Peristiwa tersebut melibatkan rangkaian KRL Commuter Line yang sedang berada di jalur serta kereta api jarak jauh dari arah belakang. Kecelakaan diduga karena kendaraan beroda empat melintasi rel dan diduga mengalami mogok di tengah jalur. Kondisi tersebut menyebabkan perjalanan kereta terganggu dan salah satu rangkaian KRL tidak dapat melanjutkan perjalanan.
Dalam situasi tersebut, rangkaian kereta yang tertahan di jalur kemudian berada dalam posisi tidak bergerak.

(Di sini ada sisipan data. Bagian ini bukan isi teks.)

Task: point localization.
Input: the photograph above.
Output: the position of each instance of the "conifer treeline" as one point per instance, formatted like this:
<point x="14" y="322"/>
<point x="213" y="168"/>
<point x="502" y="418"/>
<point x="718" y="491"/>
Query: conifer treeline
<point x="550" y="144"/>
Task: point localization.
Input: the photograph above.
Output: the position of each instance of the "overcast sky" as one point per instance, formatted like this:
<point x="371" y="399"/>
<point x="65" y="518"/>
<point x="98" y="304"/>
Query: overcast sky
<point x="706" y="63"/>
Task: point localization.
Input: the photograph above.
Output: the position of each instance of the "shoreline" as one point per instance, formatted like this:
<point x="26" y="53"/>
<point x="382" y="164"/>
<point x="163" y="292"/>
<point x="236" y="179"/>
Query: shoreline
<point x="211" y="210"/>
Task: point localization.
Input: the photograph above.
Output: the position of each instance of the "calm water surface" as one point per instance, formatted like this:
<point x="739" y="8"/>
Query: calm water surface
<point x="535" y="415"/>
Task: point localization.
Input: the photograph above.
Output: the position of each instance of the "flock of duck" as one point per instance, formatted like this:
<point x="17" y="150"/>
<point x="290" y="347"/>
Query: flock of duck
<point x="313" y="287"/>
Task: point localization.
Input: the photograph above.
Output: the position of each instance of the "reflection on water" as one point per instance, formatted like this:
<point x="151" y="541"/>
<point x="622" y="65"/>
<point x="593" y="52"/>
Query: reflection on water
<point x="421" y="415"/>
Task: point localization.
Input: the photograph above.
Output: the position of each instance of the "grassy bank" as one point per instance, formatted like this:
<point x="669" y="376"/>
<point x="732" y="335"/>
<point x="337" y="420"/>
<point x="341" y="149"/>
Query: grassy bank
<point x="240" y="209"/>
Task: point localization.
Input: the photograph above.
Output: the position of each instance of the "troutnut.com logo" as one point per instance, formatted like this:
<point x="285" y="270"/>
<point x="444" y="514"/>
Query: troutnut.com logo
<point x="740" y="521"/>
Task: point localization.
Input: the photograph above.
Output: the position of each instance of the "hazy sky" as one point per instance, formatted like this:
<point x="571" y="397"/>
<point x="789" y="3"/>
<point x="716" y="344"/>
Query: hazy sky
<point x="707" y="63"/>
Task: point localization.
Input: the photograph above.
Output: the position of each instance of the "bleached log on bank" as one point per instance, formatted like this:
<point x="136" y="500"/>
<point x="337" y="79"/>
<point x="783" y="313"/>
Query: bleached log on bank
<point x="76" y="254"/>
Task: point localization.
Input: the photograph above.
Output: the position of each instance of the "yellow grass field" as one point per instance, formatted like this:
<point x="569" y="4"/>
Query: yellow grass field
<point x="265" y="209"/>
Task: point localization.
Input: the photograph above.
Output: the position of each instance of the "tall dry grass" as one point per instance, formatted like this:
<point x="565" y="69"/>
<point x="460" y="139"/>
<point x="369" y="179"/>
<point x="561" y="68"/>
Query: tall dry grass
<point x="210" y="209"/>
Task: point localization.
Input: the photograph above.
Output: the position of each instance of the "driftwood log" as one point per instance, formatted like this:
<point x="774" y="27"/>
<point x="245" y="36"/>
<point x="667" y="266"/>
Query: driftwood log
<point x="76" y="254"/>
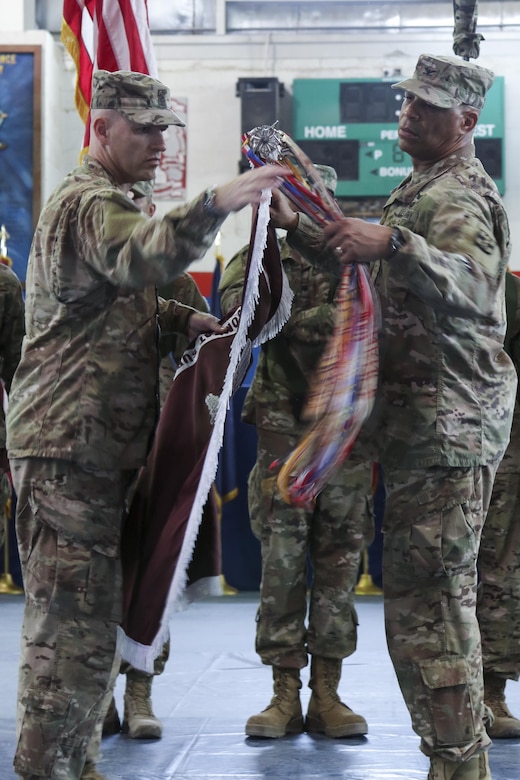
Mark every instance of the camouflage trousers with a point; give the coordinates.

Di saat yang sama, kereta KA Argo, diduga melaju dan tidak dapat berhenti mendadak, sehingga tabrakan pun tidak terhindarkan.
Benturan keras mengakibatkan kerusakan signifikan pada bagian rangkaian kereta, terutama di gerbong belakang KRL gerbong wanita. Berdasarkan laporan sementara pada Selasa (28/4/2026) pukul 10:00 WIB, insiden ini menyebabkan sejumlah 14 korban meninggal dunia serta 84 orang lainnya mengalami luka-luka.
Proses evakuasi dilakukan secara cepat oleh berbagai pihak, termasuk PT Kereta Api Indonesia bersama Badan Nasional Pencarian dan Pertolongan (Basarnas), serta TNI, Polri, dan tim medis. Para korban segera dilarikan ke fasilitas kesehatan terdekat untuk mendapatkan penanganan lebih lanjut.
Selain itu, pihak PT Kereta Api Indonesia juga menyatakan tengah melakukan penanganan di lokasi serta berkoordinasi dengan berbagai pihak, termasuk asuransi, untuk memberikan bantuan kepada korban dan keluarga terdampak. Hingga saat ini, penyebab pasti kecelakaan masih dalam proses investigasi lebih lanjut.